Aide aux héroïnomanes - Ottawa peut-il interdire l'injection supervisée ?

Ottawa entend porter en appel un jugement de la Colombie-Britannique qui vient de reconnaître aux toxicomanes de la clinique Insite à Vancouver le droit à des injections sécuritaires d'héroïne sous supervision médicale. Le cabinet conservateur refuse, en effet, de prolonger au-delà du 30 juin la permission donnée à ce projet, unique au pays, d'expérimenter une telle approche de soins.

Pour le ministre fédéral de la Santé, Tony Clement, ce programme «n'est pas de la médecine». L'injection supervisée ne guérit pas ces malades. Au contraire, elle leur fait du tort physiquement, elle «creuse et prolonge» leur dépendance. Pareil programme envoie aussi un «message ambigu» aux jeunes qui songent à prendre des substances illicites.

Les fonds accordés à Insite auraient dû, à son avis, aller plutôt au «traitement» de ces malades. Ottawa entend donc retirer cet appui financier (ce qu'il peut faire malgré le jugement), mais surtout supprimer l'exemption qui permet aux patients et au personnel de cette clinique d'utiliser les substances et les équipements nécessaires pour les injections.

Si le jugement est infirmé, Insite fermera sans doute ses portes, car la police pourra alors saisir le matériel et engager des poursuites criminelles contre les participants. C'est justement contre une éventualité semblable que ce jugement accorde une protection permanente aux patients et donc au personnel médical.

Droit à la santé

Le juge Ian Pitfield de la Cour supérieure de la province a statué, le 27 mai dernier, que ces patients étaient protégés en vertu de la Charte canadienne, qui garantit à chacun «le droit à la vie, à la liberté et à la sécurité de sa personne». Il donne un an à Ottawa pour réviser la loi de manière à préserver ce droit constitutionnel des malades — sans ouvrir la porte à la légalisation générale des drogues.

Le juge Pitfield s'est rendu aux arguments de la clinique voulant qu'Insite rend des services essentiels de santé aux toxicomanes en réduisant les risques d'overdose, en endiguant la transmission de maladies infectieuses, et en donnant accès à des services de consultation susceptibles de mener à l'abstinence. Un tel jugement, s'il est maintenu, permettrait le développement d'autres services du genre au pays.

Deux positions ici s'affrontent. Sortir les toxicomanes de la rue, disent les opposants, réduit peut-être les méfaits de la toxicomanie, mais c'est une mesure sociale et non pas médicale. Tout en réduisant ces méfaits, pensent les autres, cette pratique redonne aux toxicomanes un milieu d'accueil et peut mener à un contrôle de leur maladie, sinon à une guérison.

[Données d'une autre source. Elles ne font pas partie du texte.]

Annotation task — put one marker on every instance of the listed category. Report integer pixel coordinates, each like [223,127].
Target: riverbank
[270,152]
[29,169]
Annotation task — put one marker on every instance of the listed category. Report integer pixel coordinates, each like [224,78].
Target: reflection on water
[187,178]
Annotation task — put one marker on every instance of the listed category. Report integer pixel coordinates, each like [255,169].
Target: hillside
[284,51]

Selon le Dr Martin Schechter, de la Faculté de médecine de l'Université de Colombie-Britannique, ce traitement s'est révélé sans danger et n'a pas créé de problèmes de sécurité. La grande majorité des patients y ont été fidèles tout au long de sa durée. Des études européennes confirment, ajoute-t-il, qu'il en coûte deux fois moins cher de traiter ainsi ces patients que de les abandonner à la justice et finalement au système de santé.

Débats

Par contre, pour le Dr Donald Hedge, un opposant du projet, Insite fait fausse route. Ce spécialiste des dépendances depuis vingt ans estime que la plupart de ses 8000 patients ont repris une vie active grâce à un programme fondé sur l'abstinence, la désintoxication, le traitement en résidence et le counselling. «Tiendrait-on pour un traitement médical du cancer du poumon, un service qui offrirait, dit-il, des cigarettes aux jeunes qui en souffrent?»

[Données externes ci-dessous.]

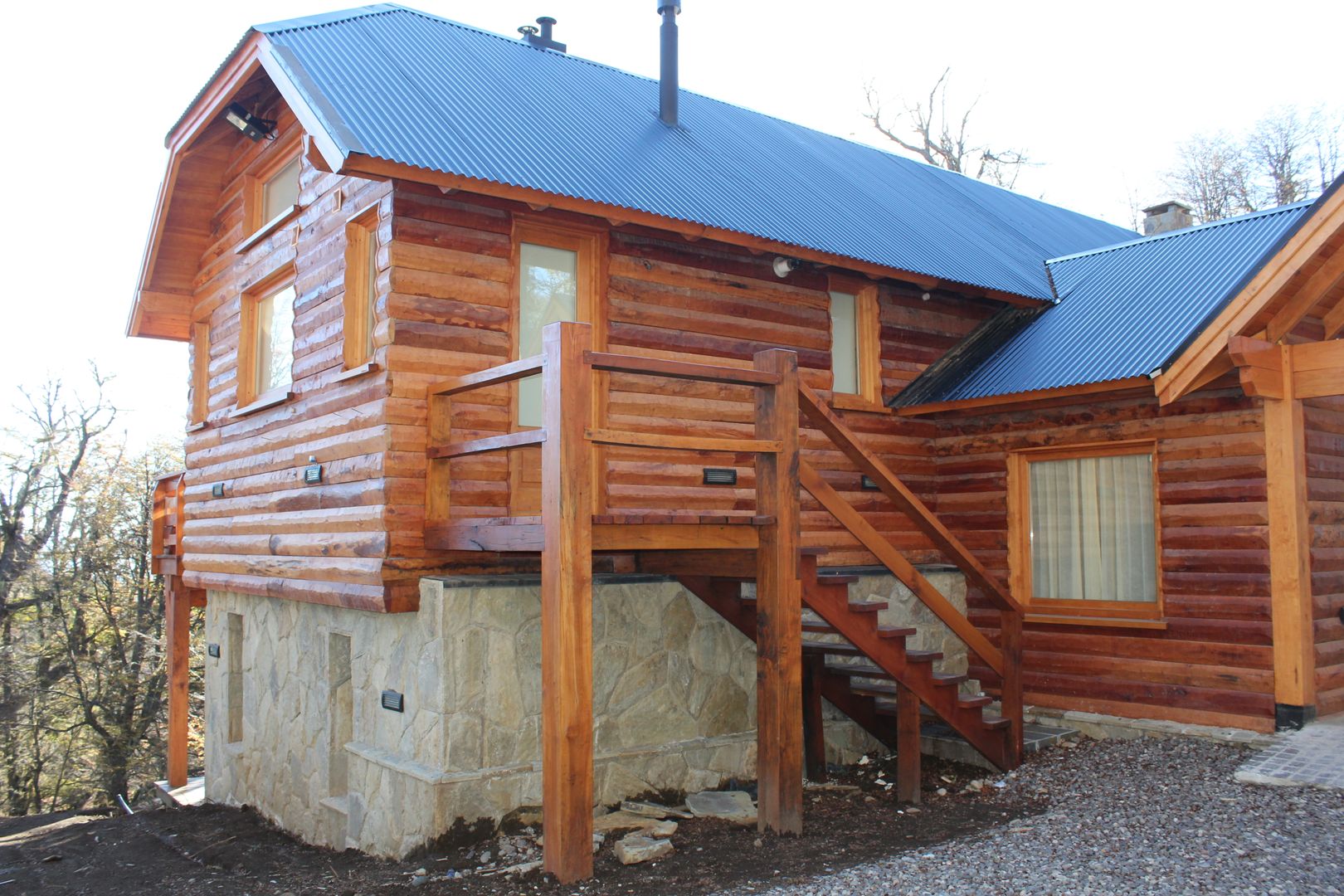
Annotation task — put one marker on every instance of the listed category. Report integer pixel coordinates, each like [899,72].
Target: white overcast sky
[1099,95]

En pratique, l'héroïne qu'Insite accorde aux héroïnomanes les arrache aux problèmes de la consommation illégale et les stabilise dans l'attente d'un traitement. (Un produit comme la méthadone, largement utilisé dans les cliniques pour toxicomanes, ne guérit personne mais permet un répit pendant lequel on tente de surmonter la dépendance. Les médecins qui y ont recours ne peuvent le faire, du reste, qu'avec une autorisation gouvernementale.)

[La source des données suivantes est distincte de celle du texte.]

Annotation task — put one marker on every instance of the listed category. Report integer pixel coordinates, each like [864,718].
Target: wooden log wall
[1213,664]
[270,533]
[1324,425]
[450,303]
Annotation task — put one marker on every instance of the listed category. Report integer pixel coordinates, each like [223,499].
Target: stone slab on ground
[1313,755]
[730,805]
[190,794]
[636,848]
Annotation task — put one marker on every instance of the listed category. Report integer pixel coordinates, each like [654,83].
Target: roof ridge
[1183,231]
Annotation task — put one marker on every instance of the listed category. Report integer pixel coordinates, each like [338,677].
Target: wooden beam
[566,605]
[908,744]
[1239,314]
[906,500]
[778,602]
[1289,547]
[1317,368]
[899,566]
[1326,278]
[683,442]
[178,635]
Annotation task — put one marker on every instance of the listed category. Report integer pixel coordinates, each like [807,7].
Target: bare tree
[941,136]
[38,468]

Parmi les spécialistes, le recours à ces adjuvants fait encore l'objet de débats. Il en va ainsi, du reste, de maints médicaments, notamment pour les troubles de l'humeur ou du comportement, qui entraînent parfois des dépendances sérieuses. Si certains patients s'en tirent assez bien, d'autres vont de rechute en rechute sans grand espoir d'un plein rétablissement.

À quelle source miraculeuse le ministre Clement prend-il son assurance et son optimisme? Dans le monde de la toxicomanie, maints patients et médecins se le demanderont sans doute.

Mais le présent litige pose une autre question, non moins cruciale. Le juge Pitfield a trouvé que la répression inscrite à la loi sur les stupéfiants violait la charte. Sauf erreur, il n'a pas eu à décider si le ministre avait de toute manière le pouvoir de juger d'un traitement médical. Or, a-t-il ce pouvoir?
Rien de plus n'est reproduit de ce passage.